What are the best practices for sharing prod and staging OTel workloads in 1 Kubernetes cluster using OTel Collector?

yaihui commented 5 months ago

Hi,

I have 2 environments of my application, staging and production, running in 1 Kubernetes cluster, segregated by different namespaces.

I have already deployed an OTel Collector as a daemonset with OTel Operator, and applied autoinstrumentation CRD on staging namespace, exporting to http://opentelemetry-collector.opentelemetry:4318. On my collector helm chart, I have defined my otlphttp exporter endpoint to point to an ECE APM endpoint instance.

Wanted to seek advice - should the production OpenTelemetry data be sharing the same collector to push to a different export endpoint? Or should I create another collector to isolate the loads in case staging has high load?

I tried to also apply autoinstrumentation CRD on production namespace, but export to a different otlphttp exporter endpoint. I tried to deploy a different OTel Collector daemonset in another namespace so that I can define a different otlphttp exporter endpoint for the production environment to export to, but encountered the below error:

message: '0/6 nodes are available: 1 node(s) didn't have free ports for the
    requested pod ports, 1 node(s) didn't match Pod's node affinity/selector,
    1 node(s) had taint {node-role.kubernetes.io/infra: }, that the pod didn't
    tolerate, 3 node(s) had taint {node-role.kubernetes.io/master: }, that the
    pod didn't tolerate.'

Hence, I would like to find out the best practices for using the OTel Collector where I wish to auto-instrument data from my application, different environment to different exporter endpoints.

TylerHelmuth commented 5 months ago

There are a lot of questions here that essentially boil down to general k8s cluster management, but we'll try to help where we can.

As long as you're using daemonsets you wont be able to deploy 2 collector instances that use the same ports. Daemonsets are designed to run on every node and only 1 on each node can claim port 4318. If you want to run 2 daemonset instances of the collector with both using the otlpreceiver one can use 4318 but the other will need you to specify a different port.

It is up to you whether you want to manage 1 daemonset for both production and staging or 2 daemonsets. Daemonsets are not cheap as they'll consume resources on every node. Managing 2 deployments is also harder.
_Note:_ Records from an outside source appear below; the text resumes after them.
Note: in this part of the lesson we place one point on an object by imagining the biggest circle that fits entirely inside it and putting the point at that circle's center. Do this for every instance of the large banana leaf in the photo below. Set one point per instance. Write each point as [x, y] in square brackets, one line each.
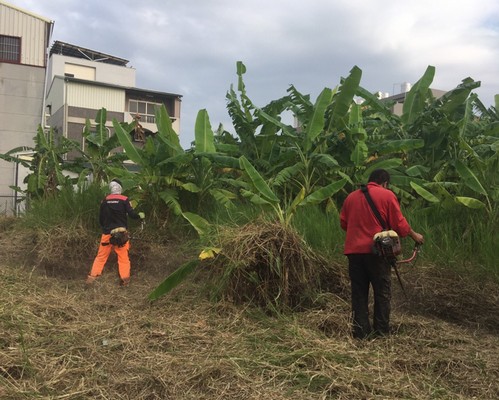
[316, 122]
[342, 100]
[324, 193]
[470, 202]
[204, 139]
[415, 99]
[397, 146]
[201, 226]
[425, 194]
[469, 178]
[133, 153]
[359, 153]
[258, 182]
[165, 131]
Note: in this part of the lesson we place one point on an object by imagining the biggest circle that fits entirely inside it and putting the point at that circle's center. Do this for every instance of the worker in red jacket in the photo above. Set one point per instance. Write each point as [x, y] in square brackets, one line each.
[366, 268]
[113, 219]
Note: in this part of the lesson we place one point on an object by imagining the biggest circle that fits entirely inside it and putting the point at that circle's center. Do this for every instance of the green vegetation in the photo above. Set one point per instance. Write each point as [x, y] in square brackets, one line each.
[251, 217]
[442, 155]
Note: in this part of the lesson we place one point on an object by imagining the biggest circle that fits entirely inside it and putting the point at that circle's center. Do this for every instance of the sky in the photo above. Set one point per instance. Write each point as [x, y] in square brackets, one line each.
[190, 47]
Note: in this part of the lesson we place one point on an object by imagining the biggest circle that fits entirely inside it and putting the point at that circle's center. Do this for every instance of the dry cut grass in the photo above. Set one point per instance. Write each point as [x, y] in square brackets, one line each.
[59, 340]
[62, 340]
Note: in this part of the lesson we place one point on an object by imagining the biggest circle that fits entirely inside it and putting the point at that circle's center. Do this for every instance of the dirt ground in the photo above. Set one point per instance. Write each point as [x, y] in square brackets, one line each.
[60, 339]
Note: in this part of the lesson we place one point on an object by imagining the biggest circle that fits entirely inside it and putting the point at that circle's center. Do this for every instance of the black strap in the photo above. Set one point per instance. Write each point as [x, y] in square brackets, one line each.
[373, 207]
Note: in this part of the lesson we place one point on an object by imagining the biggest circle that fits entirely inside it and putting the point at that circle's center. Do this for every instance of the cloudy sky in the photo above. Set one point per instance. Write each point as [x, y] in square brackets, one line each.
[190, 47]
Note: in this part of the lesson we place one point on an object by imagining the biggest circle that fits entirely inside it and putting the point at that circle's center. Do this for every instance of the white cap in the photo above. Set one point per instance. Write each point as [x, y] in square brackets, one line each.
[115, 187]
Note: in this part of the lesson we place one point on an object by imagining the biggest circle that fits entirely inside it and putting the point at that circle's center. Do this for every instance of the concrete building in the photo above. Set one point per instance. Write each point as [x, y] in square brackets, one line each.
[399, 98]
[60, 87]
[24, 44]
[82, 81]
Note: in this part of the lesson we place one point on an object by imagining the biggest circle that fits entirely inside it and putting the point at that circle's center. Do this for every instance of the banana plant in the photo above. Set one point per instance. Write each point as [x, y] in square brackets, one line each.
[260, 193]
[46, 164]
[99, 146]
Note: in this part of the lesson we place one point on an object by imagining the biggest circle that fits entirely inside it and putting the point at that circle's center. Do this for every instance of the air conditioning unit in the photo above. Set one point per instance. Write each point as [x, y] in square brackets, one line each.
[46, 121]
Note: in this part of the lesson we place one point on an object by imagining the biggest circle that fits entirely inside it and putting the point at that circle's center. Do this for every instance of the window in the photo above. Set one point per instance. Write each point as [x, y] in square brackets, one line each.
[10, 49]
[144, 109]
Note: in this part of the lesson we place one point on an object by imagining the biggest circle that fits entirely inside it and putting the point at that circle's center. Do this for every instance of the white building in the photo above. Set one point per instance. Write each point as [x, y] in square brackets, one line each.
[24, 43]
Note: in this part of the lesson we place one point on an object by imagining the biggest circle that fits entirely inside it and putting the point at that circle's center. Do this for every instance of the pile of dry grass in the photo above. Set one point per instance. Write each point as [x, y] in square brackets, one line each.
[59, 340]
[270, 265]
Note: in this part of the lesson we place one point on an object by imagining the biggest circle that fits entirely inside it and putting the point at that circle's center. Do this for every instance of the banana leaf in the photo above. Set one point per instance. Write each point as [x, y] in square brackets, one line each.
[470, 202]
[133, 153]
[324, 193]
[415, 98]
[469, 178]
[316, 122]
[201, 226]
[204, 139]
[258, 181]
[425, 194]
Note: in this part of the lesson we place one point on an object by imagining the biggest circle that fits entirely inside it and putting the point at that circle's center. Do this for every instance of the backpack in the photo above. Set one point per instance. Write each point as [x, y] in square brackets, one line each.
[119, 237]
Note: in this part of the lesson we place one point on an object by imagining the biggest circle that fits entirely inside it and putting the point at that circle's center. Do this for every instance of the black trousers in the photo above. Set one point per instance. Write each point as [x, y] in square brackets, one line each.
[367, 270]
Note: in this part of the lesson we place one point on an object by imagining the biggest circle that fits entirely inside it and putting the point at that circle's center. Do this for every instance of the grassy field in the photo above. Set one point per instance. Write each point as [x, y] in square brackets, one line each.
[62, 340]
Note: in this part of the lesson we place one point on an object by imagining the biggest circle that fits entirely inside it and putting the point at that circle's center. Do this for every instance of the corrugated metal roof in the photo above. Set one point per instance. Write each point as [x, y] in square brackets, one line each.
[26, 12]
[127, 88]
[71, 50]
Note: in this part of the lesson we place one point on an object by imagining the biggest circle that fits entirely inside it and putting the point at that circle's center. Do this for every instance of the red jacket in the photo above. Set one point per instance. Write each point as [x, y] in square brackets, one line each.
[360, 223]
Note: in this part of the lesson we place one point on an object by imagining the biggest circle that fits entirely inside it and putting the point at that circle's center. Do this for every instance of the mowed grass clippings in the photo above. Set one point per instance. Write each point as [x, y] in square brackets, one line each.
[61, 340]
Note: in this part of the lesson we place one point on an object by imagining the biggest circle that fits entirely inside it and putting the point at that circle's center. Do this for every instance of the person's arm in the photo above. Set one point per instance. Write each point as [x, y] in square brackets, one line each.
[417, 237]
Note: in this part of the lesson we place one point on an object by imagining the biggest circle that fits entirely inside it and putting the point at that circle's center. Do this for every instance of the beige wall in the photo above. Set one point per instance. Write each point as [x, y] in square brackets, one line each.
[21, 92]
[107, 73]
[32, 29]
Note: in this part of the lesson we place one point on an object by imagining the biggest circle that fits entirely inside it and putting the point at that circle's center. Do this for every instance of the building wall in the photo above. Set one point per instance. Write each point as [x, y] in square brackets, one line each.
[108, 73]
[21, 92]
[21, 100]
[32, 29]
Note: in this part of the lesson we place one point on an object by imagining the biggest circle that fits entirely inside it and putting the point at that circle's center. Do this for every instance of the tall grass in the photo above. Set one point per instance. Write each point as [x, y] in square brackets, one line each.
[320, 229]
[70, 207]
[460, 238]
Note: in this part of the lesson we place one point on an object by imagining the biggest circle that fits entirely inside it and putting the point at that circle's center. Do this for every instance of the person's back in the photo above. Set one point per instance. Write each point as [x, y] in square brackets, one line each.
[360, 223]
[365, 268]
[113, 213]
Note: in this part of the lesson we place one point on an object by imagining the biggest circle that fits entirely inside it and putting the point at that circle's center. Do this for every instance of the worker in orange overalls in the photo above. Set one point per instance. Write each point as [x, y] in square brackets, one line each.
[113, 219]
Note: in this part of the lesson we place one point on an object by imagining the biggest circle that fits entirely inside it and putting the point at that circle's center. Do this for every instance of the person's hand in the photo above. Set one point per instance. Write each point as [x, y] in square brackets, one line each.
[417, 237]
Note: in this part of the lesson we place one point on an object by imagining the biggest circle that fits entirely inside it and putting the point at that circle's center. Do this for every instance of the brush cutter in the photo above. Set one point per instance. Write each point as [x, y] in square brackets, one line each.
[394, 262]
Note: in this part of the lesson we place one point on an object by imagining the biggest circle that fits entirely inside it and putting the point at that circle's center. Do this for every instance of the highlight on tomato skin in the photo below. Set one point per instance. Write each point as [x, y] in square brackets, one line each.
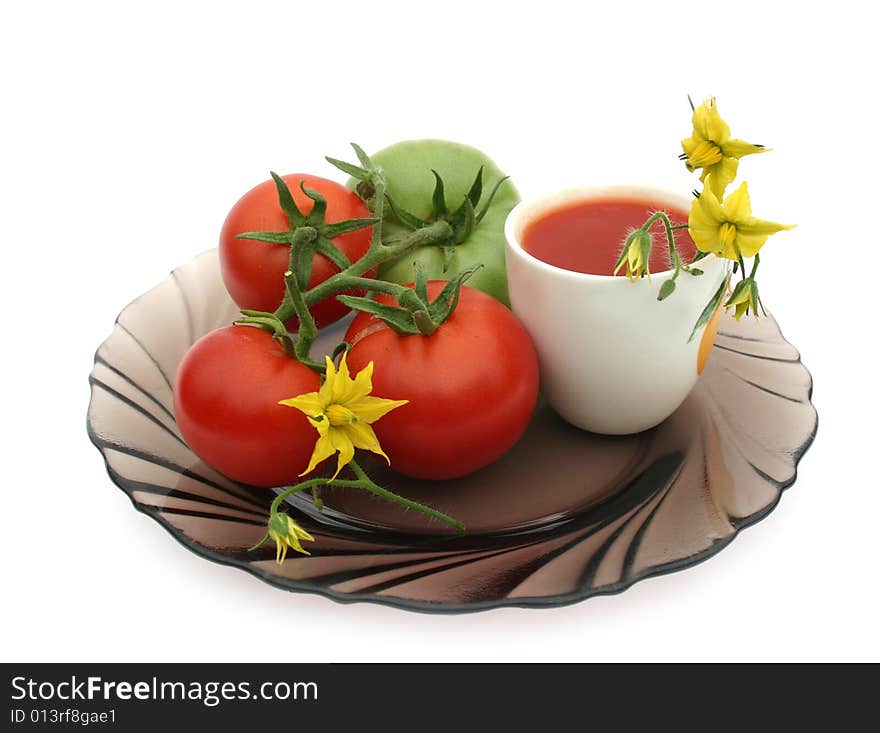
[226, 397]
[472, 386]
[253, 271]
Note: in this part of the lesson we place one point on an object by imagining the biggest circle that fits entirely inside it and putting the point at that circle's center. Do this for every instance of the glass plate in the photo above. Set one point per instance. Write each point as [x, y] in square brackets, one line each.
[564, 516]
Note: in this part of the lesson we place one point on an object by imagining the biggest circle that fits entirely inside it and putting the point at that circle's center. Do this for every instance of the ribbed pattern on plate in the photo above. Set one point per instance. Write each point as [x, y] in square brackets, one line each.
[565, 516]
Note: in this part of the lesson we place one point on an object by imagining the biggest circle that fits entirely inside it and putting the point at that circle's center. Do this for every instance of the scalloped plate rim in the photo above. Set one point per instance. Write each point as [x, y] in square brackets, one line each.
[427, 607]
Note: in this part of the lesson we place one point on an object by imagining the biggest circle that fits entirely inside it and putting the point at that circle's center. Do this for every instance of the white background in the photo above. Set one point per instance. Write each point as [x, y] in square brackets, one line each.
[127, 133]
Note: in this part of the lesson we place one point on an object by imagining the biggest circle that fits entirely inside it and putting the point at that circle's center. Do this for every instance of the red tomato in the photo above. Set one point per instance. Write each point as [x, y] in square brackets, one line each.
[471, 385]
[226, 405]
[254, 271]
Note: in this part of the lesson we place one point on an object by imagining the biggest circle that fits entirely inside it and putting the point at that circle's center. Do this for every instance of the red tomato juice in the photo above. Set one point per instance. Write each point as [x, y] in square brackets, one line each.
[587, 236]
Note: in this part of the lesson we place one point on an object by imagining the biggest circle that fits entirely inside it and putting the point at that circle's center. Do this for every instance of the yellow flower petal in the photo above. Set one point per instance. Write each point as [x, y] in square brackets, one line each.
[326, 391]
[737, 207]
[739, 148]
[309, 403]
[753, 233]
[708, 123]
[343, 444]
[722, 174]
[363, 437]
[363, 383]
[700, 153]
[370, 409]
[324, 448]
[341, 384]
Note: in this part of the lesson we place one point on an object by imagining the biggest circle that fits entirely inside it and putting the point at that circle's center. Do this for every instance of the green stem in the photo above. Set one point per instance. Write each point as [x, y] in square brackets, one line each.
[403, 501]
[308, 331]
[755, 266]
[674, 257]
[364, 482]
[350, 277]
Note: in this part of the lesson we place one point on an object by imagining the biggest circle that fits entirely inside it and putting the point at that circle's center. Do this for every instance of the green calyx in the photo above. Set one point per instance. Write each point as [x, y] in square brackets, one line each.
[323, 232]
[462, 220]
[415, 313]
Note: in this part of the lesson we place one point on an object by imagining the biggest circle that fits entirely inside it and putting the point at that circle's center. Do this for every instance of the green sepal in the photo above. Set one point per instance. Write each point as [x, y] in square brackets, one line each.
[476, 190]
[399, 319]
[267, 321]
[666, 289]
[448, 251]
[407, 219]
[270, 237]
[740, 286]
[278, 523]
[352, 170]
[645, 244]
[285, 199]
[710, 308]
[438, 199]
[623, 252]
[488, 201]
[303, 264]
[344, 227]
[365, 160]
[319, 209]
[444, 304]
[463, 221]
[421, 282]
[325, 247]
[341, 348]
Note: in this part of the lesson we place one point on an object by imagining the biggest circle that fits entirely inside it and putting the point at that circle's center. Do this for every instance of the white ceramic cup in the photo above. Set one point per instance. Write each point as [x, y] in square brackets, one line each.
[613, 359]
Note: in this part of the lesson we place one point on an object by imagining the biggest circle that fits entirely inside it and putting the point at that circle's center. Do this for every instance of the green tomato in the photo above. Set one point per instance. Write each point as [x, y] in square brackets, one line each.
[408, 167]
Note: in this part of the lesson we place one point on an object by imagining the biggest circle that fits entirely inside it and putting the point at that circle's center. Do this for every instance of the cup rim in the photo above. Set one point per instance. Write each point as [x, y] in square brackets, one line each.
[558, 199]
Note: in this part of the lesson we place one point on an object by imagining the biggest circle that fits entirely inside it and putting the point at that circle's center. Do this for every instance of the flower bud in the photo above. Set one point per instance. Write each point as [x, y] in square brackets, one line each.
[636, 255]
[744, 298]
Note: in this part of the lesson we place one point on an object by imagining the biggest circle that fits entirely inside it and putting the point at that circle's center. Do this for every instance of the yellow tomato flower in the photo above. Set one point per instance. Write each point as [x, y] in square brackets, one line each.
[711, 148]
[728, 229]
[287, 534]
[342, 412]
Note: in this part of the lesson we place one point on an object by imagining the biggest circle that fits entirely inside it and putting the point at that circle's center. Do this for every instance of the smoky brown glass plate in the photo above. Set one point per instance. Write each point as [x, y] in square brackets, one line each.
[565, 515]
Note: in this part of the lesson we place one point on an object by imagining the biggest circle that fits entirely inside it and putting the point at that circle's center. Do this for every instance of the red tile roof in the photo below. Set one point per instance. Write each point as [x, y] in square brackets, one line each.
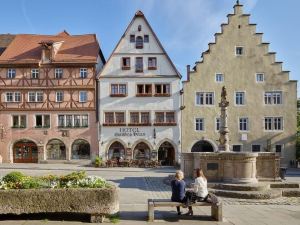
[26, 48]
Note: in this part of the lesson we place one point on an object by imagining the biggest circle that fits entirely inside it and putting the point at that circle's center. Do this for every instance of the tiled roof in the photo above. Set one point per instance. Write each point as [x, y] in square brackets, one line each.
[74, 48]
[5, 40]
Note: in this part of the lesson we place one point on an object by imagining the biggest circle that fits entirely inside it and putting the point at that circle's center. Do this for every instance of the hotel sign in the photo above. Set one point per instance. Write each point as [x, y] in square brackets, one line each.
[130, 132]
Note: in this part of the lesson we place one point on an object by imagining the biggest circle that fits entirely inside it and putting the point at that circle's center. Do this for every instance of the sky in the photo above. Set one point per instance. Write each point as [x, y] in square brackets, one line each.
[184, 27]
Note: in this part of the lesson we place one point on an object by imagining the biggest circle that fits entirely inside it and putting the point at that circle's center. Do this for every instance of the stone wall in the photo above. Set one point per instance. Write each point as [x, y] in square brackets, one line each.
[241, 167]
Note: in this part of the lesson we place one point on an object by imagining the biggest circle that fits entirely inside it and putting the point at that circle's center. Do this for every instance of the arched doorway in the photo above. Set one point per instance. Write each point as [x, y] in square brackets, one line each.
[116, 151]
[166, 154]
[80, 149]
[141, 151]
[202, 146]
[56, 150]
[25, 151]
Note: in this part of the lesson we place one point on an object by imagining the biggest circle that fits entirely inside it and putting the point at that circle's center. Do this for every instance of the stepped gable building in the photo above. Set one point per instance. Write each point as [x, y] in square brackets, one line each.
[262, 110]
[140, 99]
[47, 97]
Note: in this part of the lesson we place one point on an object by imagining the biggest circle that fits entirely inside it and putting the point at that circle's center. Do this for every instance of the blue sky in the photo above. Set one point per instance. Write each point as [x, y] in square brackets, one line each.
[184, 27]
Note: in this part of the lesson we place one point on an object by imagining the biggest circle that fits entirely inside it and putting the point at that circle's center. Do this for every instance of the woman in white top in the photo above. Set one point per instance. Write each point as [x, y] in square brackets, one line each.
[200, 186]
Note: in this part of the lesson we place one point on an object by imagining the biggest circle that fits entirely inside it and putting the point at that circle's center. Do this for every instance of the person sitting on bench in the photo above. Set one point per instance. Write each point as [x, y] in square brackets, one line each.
[178, 191]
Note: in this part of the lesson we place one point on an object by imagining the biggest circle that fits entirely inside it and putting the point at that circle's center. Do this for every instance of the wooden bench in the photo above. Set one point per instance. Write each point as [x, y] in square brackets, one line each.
[216, 206]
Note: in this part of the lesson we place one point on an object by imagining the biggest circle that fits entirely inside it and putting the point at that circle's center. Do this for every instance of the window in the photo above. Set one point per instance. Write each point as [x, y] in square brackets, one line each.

If you choose to use 1 daemonset you can isolate the data/components using different pipelines within the collector, such as traces/prod and traces/staging, but you'll need to scale the size of the collector to handle both env workloads simultaneously.

yaihui commented 5 months ago

Thanks for the response!

Based on collector, for otlp protocols it's either 4317 (grpc) or 4318 (http).

  otlp:
    protocols:
      grpc:
        endpoint: ${env:MY_POD_IP}:4317
      http:
        endpoint: ${env:MY_POD_IP}:4318

Does this mean that if I have to deploy 2 collector instances, the other otlpreceiver for production environment I can only use 4317? Is there any significant difference between these 2 ports?

On the point

If you choose to use 1 daemonset you can isolate the data/components using different pipelines within the collector, such as traces/prod and traces/staging

How would you define in the collector which endpoint for the telemetry data to go to for the different environments since both are forwarding to the same endpoint and port 4318: http://opentelemetry-collector.opentelemetry:4318?

Example of the configuration below:

config:
  exporters:
    otlphttp/staging:
      endpoint: https://example-staging.com:55681
    otlphttp/production:
      endpoint: https://example-production.com:55681
  service:
    pipelines:
      logs/staging:
        exporters:
          - otlphttp/staging
      logs/production:
        exporters:
          - otlphttp/production

How would the collector identify which data belong to staging and production respectively?

swiatekm commented 5 months ago

Even if you could run separate DaemonSets for prod workloads, doing so doesn't provide a lot of meaningful isolation, as they're still running on the same Node, in the same failure domain. Something that people often do with this kind of setup is running production workloads on a separate group of Nodes, therefore physically separating them from other workloads in the cluster. Then you can have one DaemonSet, and a decent amount of isolation.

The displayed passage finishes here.